There are many ways in which traumatic brain injury can develop, and how it can affect a person’s day-to-day living. Brain trauma consists of a sudden, physical impact to the brain, either by the head hitting an object, or an object penetrating the skull and injuring the brain.
Car crashes and other accidents involving transportation are the most common causes of brain, however there are also many sports-related brain injuries. American football, rugby, and other highly physical games where the head is used throughout the match, have seen a rise in the cognitive decline of players over time.
Cognitive brain injury can also form in children, either from physical and mental abuse, or through genetic defects passed on by parents.
Traumatic Brain Injury
There are many ways in which traumatic brain injuries can affect a person. Whether it’s emotionally, physically or cognitively, there are many symptoms that can be traced back to a current or previous brain trauma.
If a person has a cognitive injury, their symptoms may include short term, long term memory loss, communication difficulties, special awareness difficulties and difficulty processing information. Many people decide to claim brain injury compensation to help with the daily cost of living and medical expenses.

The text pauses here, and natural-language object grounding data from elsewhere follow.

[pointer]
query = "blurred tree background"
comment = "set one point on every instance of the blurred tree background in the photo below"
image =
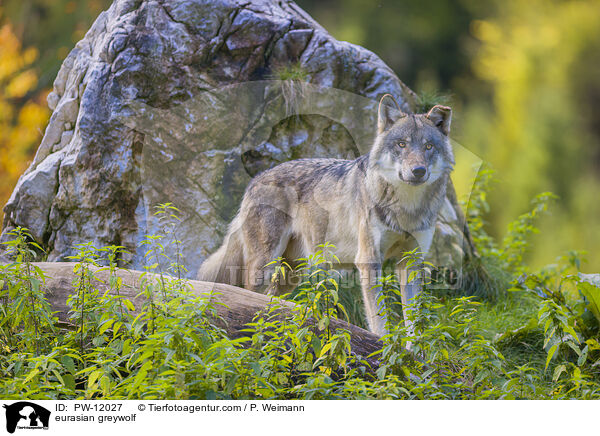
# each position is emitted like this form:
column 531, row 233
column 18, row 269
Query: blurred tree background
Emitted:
column 524, row 81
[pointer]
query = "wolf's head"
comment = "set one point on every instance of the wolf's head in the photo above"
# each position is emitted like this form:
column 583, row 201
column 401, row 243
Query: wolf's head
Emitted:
column 412, row 149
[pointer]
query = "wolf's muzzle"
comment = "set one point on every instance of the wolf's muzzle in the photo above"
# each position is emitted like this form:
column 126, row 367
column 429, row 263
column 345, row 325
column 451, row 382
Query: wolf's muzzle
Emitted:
column 419, row 172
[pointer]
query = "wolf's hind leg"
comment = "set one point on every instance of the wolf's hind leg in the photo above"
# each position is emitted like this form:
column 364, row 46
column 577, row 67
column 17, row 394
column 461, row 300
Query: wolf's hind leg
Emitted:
column 266, row 235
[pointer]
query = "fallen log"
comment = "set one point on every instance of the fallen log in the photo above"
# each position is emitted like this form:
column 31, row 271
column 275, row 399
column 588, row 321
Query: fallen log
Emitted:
column 236, row 306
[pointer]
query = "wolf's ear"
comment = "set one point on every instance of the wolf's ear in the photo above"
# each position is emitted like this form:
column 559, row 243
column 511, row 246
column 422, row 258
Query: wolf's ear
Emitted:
column 387, row 115
column 441, row 117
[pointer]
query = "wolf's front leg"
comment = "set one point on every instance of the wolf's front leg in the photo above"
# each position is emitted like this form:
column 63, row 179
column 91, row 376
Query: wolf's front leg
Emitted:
column 368, row 263
column 410, row 287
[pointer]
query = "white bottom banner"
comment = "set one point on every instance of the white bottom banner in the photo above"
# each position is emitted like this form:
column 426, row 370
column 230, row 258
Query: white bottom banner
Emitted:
column 156, row 417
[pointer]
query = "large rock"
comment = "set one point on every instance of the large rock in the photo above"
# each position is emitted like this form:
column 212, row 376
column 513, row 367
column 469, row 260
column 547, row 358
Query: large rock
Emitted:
column 184, row 101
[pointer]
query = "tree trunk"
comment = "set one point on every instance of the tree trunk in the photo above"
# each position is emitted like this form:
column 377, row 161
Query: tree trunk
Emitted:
column 236, row 306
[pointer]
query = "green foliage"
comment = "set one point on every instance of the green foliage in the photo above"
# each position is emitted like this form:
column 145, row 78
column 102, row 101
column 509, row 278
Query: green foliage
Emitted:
column 294, row 72
column 172, row 345
column 426, row 99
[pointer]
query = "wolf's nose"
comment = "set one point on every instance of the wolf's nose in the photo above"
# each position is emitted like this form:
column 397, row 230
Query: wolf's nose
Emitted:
column 419, row 172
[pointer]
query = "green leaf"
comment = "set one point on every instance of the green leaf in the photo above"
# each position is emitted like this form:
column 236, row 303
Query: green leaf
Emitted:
column 558, row 371
column 93, row 377
column 550, row 354
column 589, row 285
column 583, row 356
column 128, row 304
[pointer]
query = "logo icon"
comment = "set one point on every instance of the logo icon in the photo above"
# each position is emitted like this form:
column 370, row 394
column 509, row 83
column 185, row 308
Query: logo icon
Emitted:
column 26, row 415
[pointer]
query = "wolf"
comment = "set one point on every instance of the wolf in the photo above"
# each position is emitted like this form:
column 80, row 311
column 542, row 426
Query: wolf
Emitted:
column 369, row 208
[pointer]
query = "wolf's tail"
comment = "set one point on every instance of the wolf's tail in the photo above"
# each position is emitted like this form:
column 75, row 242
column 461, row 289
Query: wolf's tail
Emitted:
column 225, row 265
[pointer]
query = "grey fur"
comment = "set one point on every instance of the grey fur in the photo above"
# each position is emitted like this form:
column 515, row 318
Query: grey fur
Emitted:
column 365, row 207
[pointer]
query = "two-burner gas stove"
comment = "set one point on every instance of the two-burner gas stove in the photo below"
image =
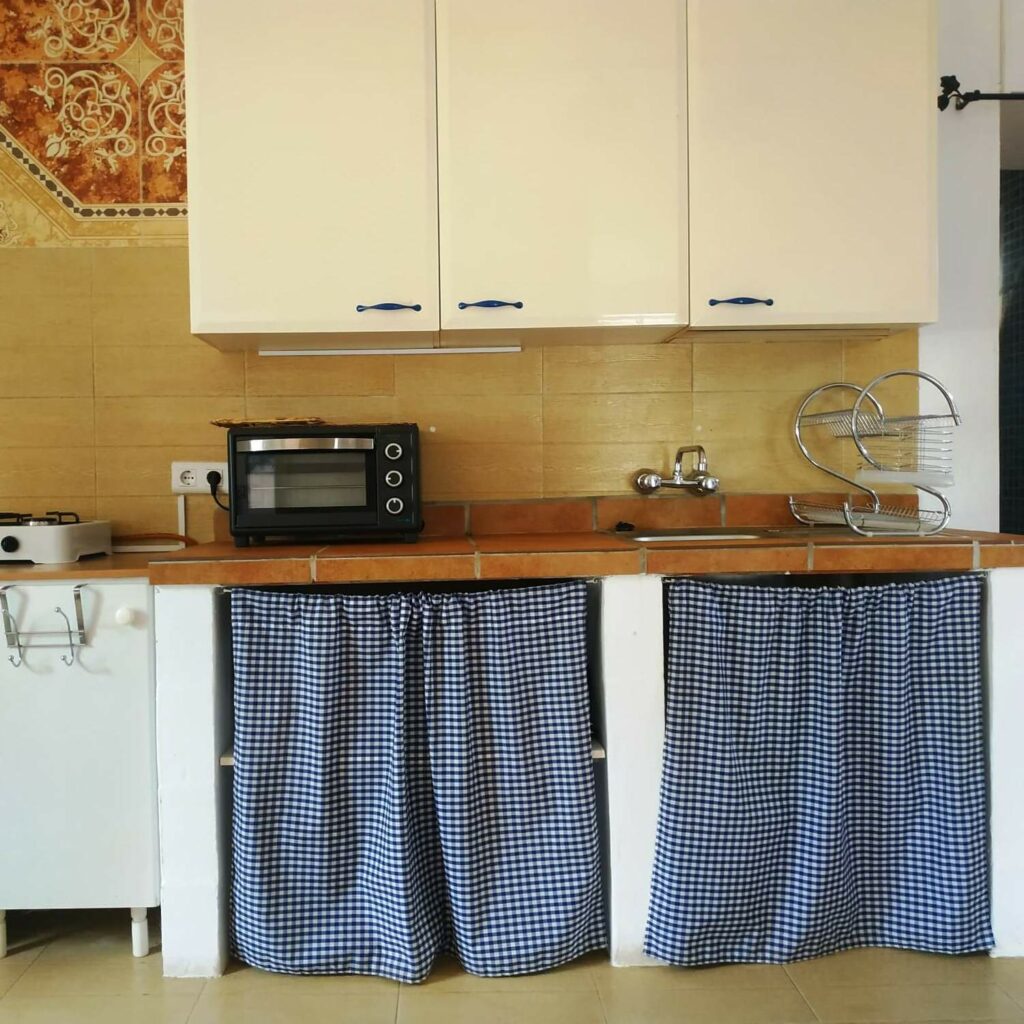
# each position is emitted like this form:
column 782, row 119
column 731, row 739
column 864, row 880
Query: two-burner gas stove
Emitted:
column 50, row 539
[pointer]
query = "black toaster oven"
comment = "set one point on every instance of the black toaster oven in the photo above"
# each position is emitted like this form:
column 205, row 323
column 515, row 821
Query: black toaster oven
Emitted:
column 325, row 482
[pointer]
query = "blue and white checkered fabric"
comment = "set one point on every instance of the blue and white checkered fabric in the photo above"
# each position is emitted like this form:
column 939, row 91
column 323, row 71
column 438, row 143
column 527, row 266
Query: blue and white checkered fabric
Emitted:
column 413, row 774
column 823, row 784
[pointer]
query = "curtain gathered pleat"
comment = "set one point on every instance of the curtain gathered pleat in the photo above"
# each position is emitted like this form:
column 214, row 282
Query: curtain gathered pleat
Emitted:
column 413, row 775
column 823, row 780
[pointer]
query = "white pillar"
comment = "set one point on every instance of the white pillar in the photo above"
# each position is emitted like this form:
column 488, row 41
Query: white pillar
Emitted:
column 1006, row 713
column 194, row 714
column 963, row 348
column 633, row 673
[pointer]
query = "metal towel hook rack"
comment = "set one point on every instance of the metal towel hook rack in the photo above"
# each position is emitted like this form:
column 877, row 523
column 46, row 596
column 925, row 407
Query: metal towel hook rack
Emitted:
column 71, row 637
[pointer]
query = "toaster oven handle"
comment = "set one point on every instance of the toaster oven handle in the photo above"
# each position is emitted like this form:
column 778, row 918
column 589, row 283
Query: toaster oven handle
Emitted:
column 304, row 443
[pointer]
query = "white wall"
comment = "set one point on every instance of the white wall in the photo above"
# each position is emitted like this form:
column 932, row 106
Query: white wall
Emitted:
column 962, row 349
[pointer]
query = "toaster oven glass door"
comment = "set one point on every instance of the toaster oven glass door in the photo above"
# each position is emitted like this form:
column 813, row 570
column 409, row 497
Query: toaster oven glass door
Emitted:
column 306, row 481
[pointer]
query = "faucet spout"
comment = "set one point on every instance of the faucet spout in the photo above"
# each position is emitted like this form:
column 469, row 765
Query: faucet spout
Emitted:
column 698, row 480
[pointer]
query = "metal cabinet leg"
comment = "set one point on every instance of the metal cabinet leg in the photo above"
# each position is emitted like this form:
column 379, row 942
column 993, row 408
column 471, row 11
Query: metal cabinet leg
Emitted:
column 139, row 932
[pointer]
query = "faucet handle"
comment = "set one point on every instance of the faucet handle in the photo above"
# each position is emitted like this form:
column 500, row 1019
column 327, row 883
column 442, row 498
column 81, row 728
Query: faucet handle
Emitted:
column 647, row 481
column 706, row 483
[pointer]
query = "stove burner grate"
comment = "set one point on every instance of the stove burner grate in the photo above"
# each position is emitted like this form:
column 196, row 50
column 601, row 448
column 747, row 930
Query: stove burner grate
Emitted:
column 52, row 518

If the brain has been physically damaged through injury, a person’s symptoms may include seizures, double vision, loss of balance, fatigue, double vision and the loss of smell and taste.
There are various treatments for all types of brain injury, some involving the reintegration of communication abilities, others physically training the body to overcome damage such as physiotherapy.

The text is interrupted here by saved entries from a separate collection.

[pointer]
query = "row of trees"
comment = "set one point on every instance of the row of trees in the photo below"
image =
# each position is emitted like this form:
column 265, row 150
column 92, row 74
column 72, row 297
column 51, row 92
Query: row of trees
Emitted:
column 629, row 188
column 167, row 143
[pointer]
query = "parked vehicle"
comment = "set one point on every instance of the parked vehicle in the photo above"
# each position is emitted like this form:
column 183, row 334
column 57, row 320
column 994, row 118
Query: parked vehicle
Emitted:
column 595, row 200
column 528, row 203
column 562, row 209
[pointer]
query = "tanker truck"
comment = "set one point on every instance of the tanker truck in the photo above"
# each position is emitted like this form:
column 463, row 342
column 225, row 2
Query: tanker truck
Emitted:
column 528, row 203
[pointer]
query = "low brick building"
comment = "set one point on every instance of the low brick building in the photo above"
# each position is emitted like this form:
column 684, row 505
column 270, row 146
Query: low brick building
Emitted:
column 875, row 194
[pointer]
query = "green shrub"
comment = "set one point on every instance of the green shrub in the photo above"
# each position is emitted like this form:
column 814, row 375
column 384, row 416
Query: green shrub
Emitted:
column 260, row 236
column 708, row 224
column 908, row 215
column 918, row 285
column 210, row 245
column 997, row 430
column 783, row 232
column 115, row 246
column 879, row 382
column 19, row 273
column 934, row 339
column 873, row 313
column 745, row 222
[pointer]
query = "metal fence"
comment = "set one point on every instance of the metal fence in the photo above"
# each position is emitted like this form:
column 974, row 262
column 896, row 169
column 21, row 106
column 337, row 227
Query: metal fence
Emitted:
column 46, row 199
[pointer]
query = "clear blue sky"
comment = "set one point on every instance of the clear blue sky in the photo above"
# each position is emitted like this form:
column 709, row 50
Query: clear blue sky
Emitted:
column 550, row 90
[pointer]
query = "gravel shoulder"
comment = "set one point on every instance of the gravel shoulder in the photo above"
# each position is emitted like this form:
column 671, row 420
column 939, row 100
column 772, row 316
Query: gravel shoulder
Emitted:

However cognitive rehabilitation is far more in-depth, and involves many techniques in order to retrain the brain.
When a person is a affected by a traumatic brain injury, many of the synapses they’ve build-up over the course of their life are destroyed, either by the injury itself, or from the after-affects over time.
Cognitive brain training helps the brain to make new connections, over-riding old and damaged ones. It also helps the brain to grow more synapses, so it can process more information and utilize more memory.
Most importantly, by building these new connections through cognitive therapy, the brain’s basic mental skills are strengthened, providing a foundation for further growth.
Although this type of training has produced a range of positive results over many thousands of people, its critics believe that it still isn’t being used enough. Furthermore, critics also state that there is not enough funding for further research available to place cognitive treatment at the forefront of medical practice.
Even though brain injury leaves many people with little chance of leading a normal life, cognitive therapy allows weak areas of the brain to be assessed, and redeveloped in order to make new connections.
These new connections, if strong enough, will be able to reduce the symptoms caused by trauma to the brain, and possibly reverse the damage too.